As she waited for Lily to get her skis, Kayla looked around. They were the only two people on the run, and as the fluffy snowflakes descended, she was struck by the perfect, white stillness of the place. There was an emptiness, and it echoed in her too, the feeling of being out on her own for the first time. All her life, wherever she'd been, Kayla had always been surrounded by motion and noise, with friends, with Danny, at least until he'd cheated on her with her best friend. She had spent her life in the hurly-burly, running on the hamster wheel, trying to get ahead. That was the contrast, out here. The stillness of the trees, the silence of the snow: nature biding its time.
She thought of Danny again, how happy he'd looked with Jade the last time she'd ever seen him. The moment she had turned away and headed through the door had broken her heart, and now she was here, picked up by Lily on her way through the stories they found, jumping from universe to universe, rewriting endings, rewriting their own histories, capable of anything.
But, she was still alone. Kayla could write anything into her backstory, but she couldn't write love. She closed her eyes.
Once upon a time in the snow, a girl made a wish in the forest.
She noticed a flash of purple between the trees. Just then, Lily called out, and Kayla turned, seeing her friend waving her ski poles like she'd just achieved a formidable victory. Kayla pushed off from where she was, angling towards the splash of purple.
"Ready to go?" Lily called out from above her.
"Lil, stop," Kayla called back.
"What?"
"Fuck."
There was more purple, and now she was closer, she could see the ski tracks. She made her way slowly between the first few trunks.

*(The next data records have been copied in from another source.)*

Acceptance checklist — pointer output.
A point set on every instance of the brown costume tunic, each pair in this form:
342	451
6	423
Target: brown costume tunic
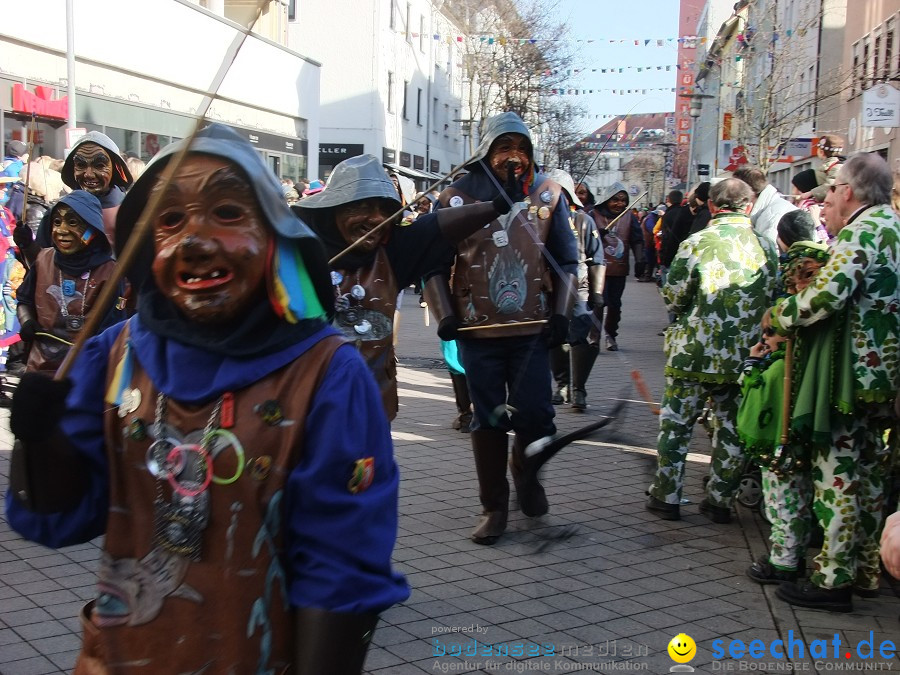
500	277
376	345
226	612
46	353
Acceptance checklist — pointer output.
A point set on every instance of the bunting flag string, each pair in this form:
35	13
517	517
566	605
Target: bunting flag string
615	92
688	41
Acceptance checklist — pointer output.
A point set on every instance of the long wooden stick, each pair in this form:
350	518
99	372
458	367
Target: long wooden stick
502	325
788	381
151	209
390	219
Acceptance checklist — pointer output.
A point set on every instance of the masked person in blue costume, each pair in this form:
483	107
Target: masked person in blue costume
367	279
508	303
248	527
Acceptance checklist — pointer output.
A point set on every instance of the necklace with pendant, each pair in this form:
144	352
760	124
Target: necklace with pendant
74	323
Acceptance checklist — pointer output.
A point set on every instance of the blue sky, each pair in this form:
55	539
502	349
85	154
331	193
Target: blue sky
629	20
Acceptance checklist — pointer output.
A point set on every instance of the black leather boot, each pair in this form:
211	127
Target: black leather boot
490	449
331	643
529	491
463	403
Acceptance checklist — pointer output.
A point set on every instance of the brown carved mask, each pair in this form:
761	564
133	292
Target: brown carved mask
211	241
93	168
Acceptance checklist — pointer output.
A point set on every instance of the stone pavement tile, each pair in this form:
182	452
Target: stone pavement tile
37	665
37	631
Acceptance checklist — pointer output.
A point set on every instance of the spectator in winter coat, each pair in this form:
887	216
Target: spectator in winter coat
768	206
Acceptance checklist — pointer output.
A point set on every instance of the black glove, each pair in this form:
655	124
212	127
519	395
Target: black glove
448	327
38	406
512	191
557	330
28	329
22	235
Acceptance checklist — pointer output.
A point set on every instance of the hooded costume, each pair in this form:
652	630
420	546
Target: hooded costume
366	284
218	462
572	366
624	234
509	279
59	290
119	182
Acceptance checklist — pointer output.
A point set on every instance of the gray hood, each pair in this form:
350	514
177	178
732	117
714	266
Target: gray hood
353	180
609	192
220	141
121	175
496	126
566	183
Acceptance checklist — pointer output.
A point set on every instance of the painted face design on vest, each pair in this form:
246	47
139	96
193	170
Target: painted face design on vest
67	230
93	168
510	148
211	241
356	219
506	281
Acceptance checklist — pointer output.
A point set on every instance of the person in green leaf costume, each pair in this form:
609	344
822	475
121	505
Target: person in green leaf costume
718	286
848	477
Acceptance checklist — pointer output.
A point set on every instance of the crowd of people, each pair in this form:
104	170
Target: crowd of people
258	309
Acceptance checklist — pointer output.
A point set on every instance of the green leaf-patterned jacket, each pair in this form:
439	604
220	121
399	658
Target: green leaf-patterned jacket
718	286
862	273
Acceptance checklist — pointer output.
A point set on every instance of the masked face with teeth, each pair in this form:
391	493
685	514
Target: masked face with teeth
356	219
210	241
93	168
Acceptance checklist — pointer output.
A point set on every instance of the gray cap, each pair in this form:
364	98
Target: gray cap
15	148
353	180
611	191
566	183
496	126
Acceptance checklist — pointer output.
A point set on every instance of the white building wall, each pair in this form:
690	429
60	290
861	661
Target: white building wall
267	87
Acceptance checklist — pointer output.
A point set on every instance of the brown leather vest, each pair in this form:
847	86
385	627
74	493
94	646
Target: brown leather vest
46	353
376	345
500	277
160	612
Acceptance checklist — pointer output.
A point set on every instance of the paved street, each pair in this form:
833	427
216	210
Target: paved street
597	585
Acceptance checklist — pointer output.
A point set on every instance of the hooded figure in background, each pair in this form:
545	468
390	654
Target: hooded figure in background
620	232
93	165
508	303
573	361
60	288
367	279
207	437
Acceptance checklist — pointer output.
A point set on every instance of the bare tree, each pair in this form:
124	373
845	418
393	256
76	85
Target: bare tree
514	56
784	83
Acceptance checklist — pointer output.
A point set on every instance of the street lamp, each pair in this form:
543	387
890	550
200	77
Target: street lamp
694	110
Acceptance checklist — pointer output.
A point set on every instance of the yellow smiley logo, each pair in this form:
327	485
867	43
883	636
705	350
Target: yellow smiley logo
682	648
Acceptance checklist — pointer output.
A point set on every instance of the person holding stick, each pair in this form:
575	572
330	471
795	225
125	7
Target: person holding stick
620	232
509	303
207	437
718	286
357	210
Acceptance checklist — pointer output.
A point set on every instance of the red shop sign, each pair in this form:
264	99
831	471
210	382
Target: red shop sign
40	103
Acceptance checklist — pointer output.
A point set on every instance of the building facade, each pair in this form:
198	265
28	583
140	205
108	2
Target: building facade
392	88
144	88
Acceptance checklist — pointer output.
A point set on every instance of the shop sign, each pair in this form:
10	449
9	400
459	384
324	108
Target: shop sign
881	106
39	103
334	153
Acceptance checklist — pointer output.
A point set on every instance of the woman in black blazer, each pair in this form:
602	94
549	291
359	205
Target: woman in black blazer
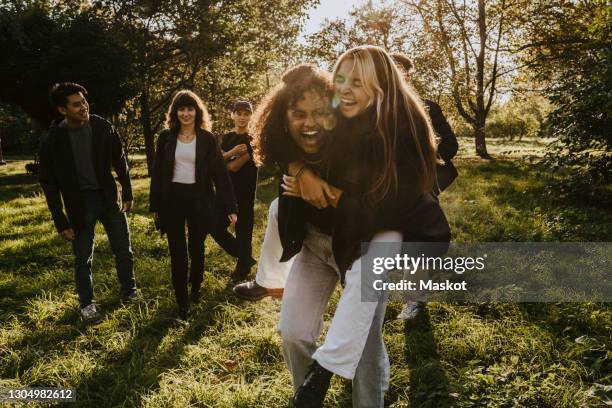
187	162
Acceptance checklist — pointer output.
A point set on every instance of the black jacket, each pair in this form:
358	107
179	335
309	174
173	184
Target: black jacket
446	173
417	215
58	178
210	168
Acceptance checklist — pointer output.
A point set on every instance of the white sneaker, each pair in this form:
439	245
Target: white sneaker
412	310
90	313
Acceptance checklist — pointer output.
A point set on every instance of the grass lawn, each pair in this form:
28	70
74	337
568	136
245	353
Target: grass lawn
510	355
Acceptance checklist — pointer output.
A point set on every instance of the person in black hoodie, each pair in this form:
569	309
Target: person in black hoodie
238	156
380	177
187	162
75	174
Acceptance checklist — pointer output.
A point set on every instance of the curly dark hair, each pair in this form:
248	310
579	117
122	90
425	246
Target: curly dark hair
59	93
271	140
188	98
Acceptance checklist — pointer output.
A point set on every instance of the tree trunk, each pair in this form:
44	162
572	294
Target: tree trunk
147	130
1	157
479	137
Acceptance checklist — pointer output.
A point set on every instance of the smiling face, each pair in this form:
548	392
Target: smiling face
306	120
186	116
76	109
241	120
349	89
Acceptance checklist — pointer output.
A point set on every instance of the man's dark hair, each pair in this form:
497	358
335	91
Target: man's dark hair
59	93
404	62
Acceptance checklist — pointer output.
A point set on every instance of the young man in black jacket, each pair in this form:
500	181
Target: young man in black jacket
75	174
238	156
445	173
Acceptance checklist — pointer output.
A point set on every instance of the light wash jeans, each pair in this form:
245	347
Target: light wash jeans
353	347
271	273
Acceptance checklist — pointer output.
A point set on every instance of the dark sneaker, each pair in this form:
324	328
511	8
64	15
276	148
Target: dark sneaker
90	313
183	312
412	310
194	296
311	393
253	291
240	273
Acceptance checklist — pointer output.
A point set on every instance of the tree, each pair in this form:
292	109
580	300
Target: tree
473	35
567	44
387	25
183	44
46	46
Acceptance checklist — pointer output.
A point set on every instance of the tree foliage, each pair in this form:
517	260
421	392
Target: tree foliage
43	45
220	48
570	50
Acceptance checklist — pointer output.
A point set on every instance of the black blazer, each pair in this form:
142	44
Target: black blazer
58	178
447	172
210	168
417	215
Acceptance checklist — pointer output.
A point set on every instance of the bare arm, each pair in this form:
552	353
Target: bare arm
236	164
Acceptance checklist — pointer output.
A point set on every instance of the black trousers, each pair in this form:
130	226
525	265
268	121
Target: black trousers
186	212
241	245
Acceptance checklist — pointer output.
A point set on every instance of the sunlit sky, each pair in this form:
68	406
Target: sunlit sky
330	9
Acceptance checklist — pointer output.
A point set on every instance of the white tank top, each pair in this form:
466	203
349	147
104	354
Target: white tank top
184	163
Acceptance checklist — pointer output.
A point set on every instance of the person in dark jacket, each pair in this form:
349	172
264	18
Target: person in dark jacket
446	173
187	162
381	174
287	125
76	160
238	156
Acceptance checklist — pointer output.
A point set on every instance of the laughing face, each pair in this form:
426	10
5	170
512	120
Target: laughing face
349	91
186	115
306	120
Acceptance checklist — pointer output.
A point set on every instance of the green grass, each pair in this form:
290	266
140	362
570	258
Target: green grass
500	355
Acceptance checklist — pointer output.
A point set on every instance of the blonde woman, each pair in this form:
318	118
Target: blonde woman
380	174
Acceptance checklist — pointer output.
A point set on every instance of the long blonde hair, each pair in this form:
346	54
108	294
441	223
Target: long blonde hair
392	96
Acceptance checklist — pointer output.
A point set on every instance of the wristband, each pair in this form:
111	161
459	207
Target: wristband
300	171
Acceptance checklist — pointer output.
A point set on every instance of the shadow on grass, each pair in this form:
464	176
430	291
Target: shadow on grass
429	385
20	185
125	378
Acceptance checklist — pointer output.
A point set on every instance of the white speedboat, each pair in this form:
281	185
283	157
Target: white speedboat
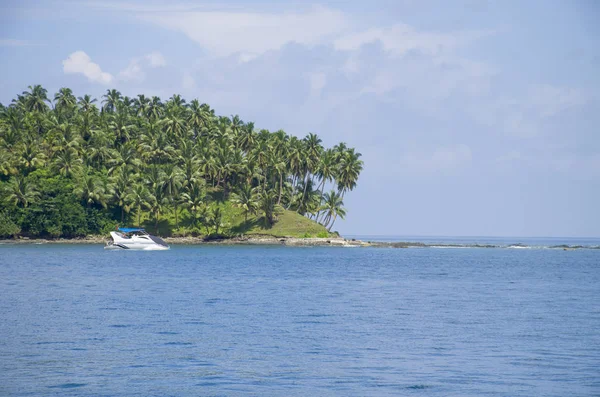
135	239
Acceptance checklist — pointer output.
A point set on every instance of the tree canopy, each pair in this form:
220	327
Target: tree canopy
74	166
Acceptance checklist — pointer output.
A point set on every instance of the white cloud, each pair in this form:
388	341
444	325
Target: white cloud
225	33
188	82
317	82
550	100
529	114
443	159
13	43
80	63
156	59
135	70
400	39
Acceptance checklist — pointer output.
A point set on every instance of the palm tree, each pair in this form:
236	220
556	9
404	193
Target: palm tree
172	182
64	99
156	203
267	207
36	98
333	207
111	99
139	197
193	199
67	162
246	198
120	189
90	189
349	169
217	218
86	103
20	192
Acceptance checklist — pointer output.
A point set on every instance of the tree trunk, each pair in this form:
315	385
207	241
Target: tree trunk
305	179
176	220
280	187
334	216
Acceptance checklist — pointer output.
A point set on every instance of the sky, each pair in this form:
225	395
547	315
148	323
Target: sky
474	118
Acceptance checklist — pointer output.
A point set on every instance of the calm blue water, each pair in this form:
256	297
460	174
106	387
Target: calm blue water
532	242
275	321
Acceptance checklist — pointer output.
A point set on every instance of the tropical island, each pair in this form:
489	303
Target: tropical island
73	167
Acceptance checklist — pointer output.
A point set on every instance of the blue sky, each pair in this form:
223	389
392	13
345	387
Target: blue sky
473	117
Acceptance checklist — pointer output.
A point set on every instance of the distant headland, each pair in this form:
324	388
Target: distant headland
72	167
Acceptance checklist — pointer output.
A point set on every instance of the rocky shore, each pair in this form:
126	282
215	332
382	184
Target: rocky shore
285	241
244	240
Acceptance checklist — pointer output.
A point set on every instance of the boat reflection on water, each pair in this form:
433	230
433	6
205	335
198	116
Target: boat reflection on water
135	239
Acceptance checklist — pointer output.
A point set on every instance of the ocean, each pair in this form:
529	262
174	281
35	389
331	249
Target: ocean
283	321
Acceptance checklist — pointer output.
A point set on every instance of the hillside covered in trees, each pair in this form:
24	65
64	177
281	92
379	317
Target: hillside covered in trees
72	167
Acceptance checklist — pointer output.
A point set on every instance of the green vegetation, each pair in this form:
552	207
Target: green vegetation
74	167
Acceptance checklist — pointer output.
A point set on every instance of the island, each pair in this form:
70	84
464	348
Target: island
76	168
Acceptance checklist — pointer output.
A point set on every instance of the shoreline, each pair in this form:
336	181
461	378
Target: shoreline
287	241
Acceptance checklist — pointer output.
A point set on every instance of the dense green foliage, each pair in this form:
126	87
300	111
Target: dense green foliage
73	167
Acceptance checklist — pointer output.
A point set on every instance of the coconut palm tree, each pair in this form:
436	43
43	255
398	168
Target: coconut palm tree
90	188
20	192
120	189
35	99
266	205
349	169
139	197
172	182
111	100
67	162
246	198
333	207
193	199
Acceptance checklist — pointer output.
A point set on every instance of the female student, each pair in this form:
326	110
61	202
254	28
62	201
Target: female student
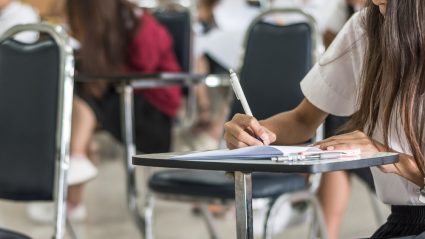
374	71
117	38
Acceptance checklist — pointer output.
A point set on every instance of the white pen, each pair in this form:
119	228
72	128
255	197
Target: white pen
237	88
299	157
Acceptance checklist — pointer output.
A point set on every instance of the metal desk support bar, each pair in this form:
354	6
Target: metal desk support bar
127	123
243	201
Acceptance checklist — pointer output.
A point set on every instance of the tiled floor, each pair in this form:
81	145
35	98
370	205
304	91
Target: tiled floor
109	219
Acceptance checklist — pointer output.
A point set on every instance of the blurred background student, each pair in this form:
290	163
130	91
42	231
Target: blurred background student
14	12
116	38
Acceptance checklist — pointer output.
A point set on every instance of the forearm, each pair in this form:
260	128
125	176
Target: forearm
289	129
406	168
296	126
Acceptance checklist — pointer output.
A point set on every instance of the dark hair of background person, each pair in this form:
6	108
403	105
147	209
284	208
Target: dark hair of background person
393	77
104	28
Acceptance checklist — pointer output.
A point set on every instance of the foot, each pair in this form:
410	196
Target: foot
81	170
43	212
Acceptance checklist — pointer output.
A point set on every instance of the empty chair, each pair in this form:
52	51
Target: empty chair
36	89
275	60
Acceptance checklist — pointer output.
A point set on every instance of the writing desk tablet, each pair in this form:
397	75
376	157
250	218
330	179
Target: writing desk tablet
266	164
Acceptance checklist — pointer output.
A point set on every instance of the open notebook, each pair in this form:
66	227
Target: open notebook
253	152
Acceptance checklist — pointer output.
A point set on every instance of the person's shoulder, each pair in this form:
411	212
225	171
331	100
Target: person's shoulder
148	21
350	40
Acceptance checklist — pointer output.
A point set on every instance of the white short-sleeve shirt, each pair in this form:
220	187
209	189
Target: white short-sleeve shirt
333	86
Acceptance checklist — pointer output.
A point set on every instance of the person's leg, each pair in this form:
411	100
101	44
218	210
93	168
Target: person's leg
334	192
83	126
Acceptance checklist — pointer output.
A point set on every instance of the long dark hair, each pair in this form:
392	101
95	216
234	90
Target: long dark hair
104	28
393	76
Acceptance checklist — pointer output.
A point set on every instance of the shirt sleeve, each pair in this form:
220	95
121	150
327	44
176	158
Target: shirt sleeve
332	85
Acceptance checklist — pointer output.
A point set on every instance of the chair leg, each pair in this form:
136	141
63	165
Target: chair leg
268	221
209	221
379	214
318	218
71	230
317	224
148	217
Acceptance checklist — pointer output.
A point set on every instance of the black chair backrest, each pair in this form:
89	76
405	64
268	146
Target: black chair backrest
29	76
178	24
276	60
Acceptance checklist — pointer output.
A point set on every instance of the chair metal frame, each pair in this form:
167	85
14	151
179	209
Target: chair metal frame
307	195
126	94
65	97
314	181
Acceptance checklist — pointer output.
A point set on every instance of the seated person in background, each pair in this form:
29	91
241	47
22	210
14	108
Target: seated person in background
14	12
116	38
373	71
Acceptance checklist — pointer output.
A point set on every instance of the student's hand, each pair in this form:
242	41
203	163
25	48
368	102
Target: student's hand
243	130
353	140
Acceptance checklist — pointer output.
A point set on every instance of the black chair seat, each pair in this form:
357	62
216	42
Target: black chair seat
5	234
212	184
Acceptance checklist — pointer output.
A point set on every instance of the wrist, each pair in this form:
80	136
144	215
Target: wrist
407	168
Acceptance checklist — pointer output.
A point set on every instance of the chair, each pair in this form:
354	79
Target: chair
332	124
177	19
36	90
265	61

"Where are you going?" she heard Lily calling out.
There was a ski, sticking at an angle into the air. She heard soft groaning.
Kayla came to a stop next to a man lying in the snow. He had a blond beard, and when his head suddenly moved to face her, startling blue eyes.
"Ach," he groaned, "Scheisse."
Kayla unclipped her bindings and knelt down next to him.
"Are you hurt?" she asked.
He looked down at himself, grimacing. "Ich habe mir... die Rippen verletzen," he muttered pointing at his ribs. "Was ein idiot. Scheisse."
"What's going on?" Lily called out.
"I dunno. He looks like he hit a tree or something. He's in a lot of pain."
"Ask him where it hurts."
"I can't. He isn't talking English. I think it's German. We need to get him out."
Kayla turned back to the injured man.
"Can you get up?"
"Was? Mein Englisch ist schlecht. Sprechen sie Deutsch? Scheisse, das tut weh."
He gritted his teeth, his hand hovered over his ribcage. "Bad Englisch," he gasped.
Lily appeared next to her, wading through the powder.
"Wow, no shit," she remarked. "Lucky you found him, Kay."
"We're gonna have to pull him."
Lily took one arm and Kayla took the other, but then he cried out so loudly that they had to stop.
"Meine Rippen," he gasped, pointing at his chest again.
"Lil, he's not in a good way. I think he's smashed his ribs. We need help. One of us needs to get to the bottom and find the ski patrol."